11. Possess ability to work individually and as a member of a team.
12. Possess an above average ability to interview, write, and speak effectively.
1. A forty hour training program is necessary to prepare team officers for the attitudes and demands necessary to function in the team.
2. Specialized training includes
a. Identification and utilization of community resources
b. Public speaking and effective communications
c. Interpersonal skills
d. Problem solving techniques
e. Crisis intervention
f. Crime prevention
g. Positive interaction skills
h. Stress management
1. Barring unforeseen circumstances, Precinct Captains should attempt to return CPT personnel to the watch of their origin at the conclusion of their assignment.
E. Work Hours
1. Due to the nature of the CPT mission, a wide range of flexibility in work hours is necessary.
2. The Operations Lieutenant assigns tasks considering the needs of the projects, the needs of the Department, and the affected collective bargaining agreement.
a.
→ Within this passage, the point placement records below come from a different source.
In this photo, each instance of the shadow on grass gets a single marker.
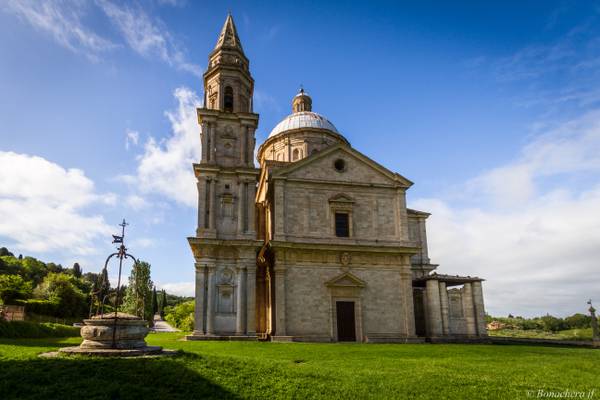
(103, 378)
(41, 342)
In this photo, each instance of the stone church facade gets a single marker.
(317, 243)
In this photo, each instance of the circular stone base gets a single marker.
(142, 351)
Approval of shift extensions are authorized by the Sergeant.
b. Approval of discretionary overtime is subject to the prior approval of the Operations Lieutenant.
F. Uniforms and Equipment
1. Position is a uniform assignment.
EXCEPTION: Operations Lieutenant may modify the dress code when deemed necessary due to the nature of the assignment.
2. Extended plainclothes assignments require the approval of the Precinct Captain.
G. Problem Identification
1. Use the following sources for identifying projects for the team:
a. Precinct Captain
b. Precinct Advisory Council
c. Community groups
d. Citizen partners
e. Crime Prevention Unit
f. Patrol officers & Sergeants
g. Crime Analysis statistical information
h. Social agencies
i. Other government and private agencies
III. Target Selection
A. Action Plan Development
1. Upon receipt of a target assignment from the Precinct Captain:
a. Identify and verify factors causing concern in the community.
b. If no significant cause for concern exists:
(1) Operations Lieutenant may elect to withdraw the team.
(2) Inform Precinct Captain of initial contact, the evaluation of the perceived problem, and the justification for the withdrawal of team resources.
(3) Utilization of normal patrol resources may be advised if appropriate.
c. If a problem is deemed appropriate for team intervention:
(1) Formulate action plan, including:
(a) Nature of perceived problem.
(b) Evaluation of possible methods to be used to resolved the problem.
(c) Proposed implementation of strategy using those methods.
(d) Probable results expected.
(e) Short and long term goals to be achieved to resolve the problem and stabilized the community.
(2) Submit plan to the Precinct Captain for approval.
a. Deploy resources at the direction of the Sergeant after approval from Precinct Captain.
b. Sergeant will monitor target areas.
c. Plan will/should include:
(1) Number of personnel.
(2) Specific tasks to be performed.
(3) Working hours.
(4) Support available from other units and outside agencies.
(5) Project time table.
3. Project Closure
a. Based upon the Operations Lieutenant’s evaluation of whether the long or short term goals have been accomplished.
b. Evaluate community concerns.
c. Determine if goals can be obtained.
d. Document activities performed.
e. Determine if a maintenance program will be instituted to ensure problems do not reappear after the team’s withdrawal.
f. Sergeant is responsible for ensuring that extended community contact is maintained and that accomplishments and commitments are preserved.
B. Requests for the team
1. Direct to the Operations Lieutenant.
2. Explain the specific need for the team.